WeTransfer wird B Corp und „CO2-neutral“

Screenshot: WeTransfer B.V.

Das Internet ist alles andere als nachhaltig, aber das hat sich offenbar herumgesprochen und die ersten Anbieter versuchen, besser zu werden. Am Beispiel von WeTransfer kann man sehen, wie das aussehen kann.

WeTransfer ist im Wesentlichen (aber nicht nur) ein Filehosting-Dienst, mit dem die Benutzer*innen große Dateien verschicken können. Per E-Mail ist das oft nicht möglich, was eher historische Gründe hat und technisch auch nicht sinnvoll ist.

Mit WeTransfer kann jeder kostenlos bis zu zwei Gigabyte große Dateien an bis zu drei Mail-Adressaten verschicken. Die Dateien verschwinden nach einiger Zeit von den Servern. Haupteinnahmequelle der Plattform sind großformatige Werbeflächen, die beim Hochladen und Abholen der Daten ausgespielt werden.

Klimaschädling Web: WeTransfer reduziert und gleicht aus

Was können solche Internet-Unternehmen tun, um nachhaltiger zu arbeiten? Weil der Energieverbrauch hier den größten Fußabdruck hinterlässt, können sie vor allem ihre CO2-Emissionen vermeiden, reduzieren oder wenigstens kompensieren.

Emissionen vermeiden können nur die Nutzer*innen, indem sie nur dann Daten verschicken, wenn dies auch wirklich notwendig ist.
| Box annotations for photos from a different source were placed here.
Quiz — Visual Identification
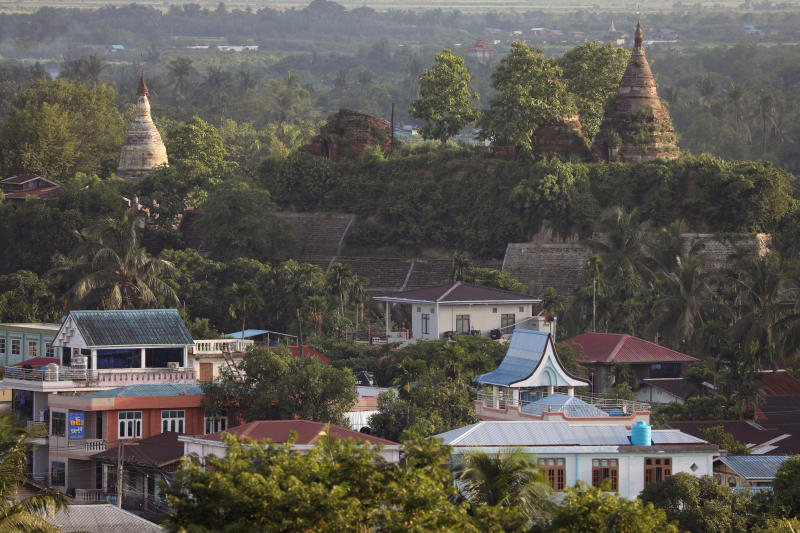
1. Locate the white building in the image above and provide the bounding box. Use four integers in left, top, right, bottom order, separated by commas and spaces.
436, 421, 718, 499
372, 281, 541, 340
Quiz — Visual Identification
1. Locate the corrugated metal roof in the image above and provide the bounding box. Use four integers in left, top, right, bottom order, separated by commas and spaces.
372, 281, 541, 303
436, 420, 706, 447
81, 383, 203, 398
475, 328, 550, 387
522, 393, 609, 418
69, 309, 194, 346
565, 333, 699, 363
47, 503, 164, 533
719, 455, 789, 479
WeTransfer seinerseits will künftig reduzieren und kompensieren: Bis 2025 sollen die Emissionen um 30 Prozent reduziert werden, zugleich will das Unternehmen anfallende CO2-Emissionen ausgleichen und damit „klimaneutral“ arbeiten.

→ Lies dazu auch „Was bedeutet eigentlich klimaneutral?“ und „CO2-Kompensation“.

WeTransfer wird B Corp

Zugleich hat das Unternehmen sich nun B-Corp-zertifizieren lassen. Voraussetzung dafür sind Tätigkeiten, die nicht direkt dem Unternehmen, sondern der Gemeinschaft dienen: So spendet das Unternehmen schon lange 30 Prozent seiner Werbefläche, um Künstler*innen und soziale Projekte zu unterstützen.

→ Lies mehr über B-Corps im Beitrag Nachhaltige Unternehmensformen: gGmbH, B Corporation, Purpose und weitere Modelle.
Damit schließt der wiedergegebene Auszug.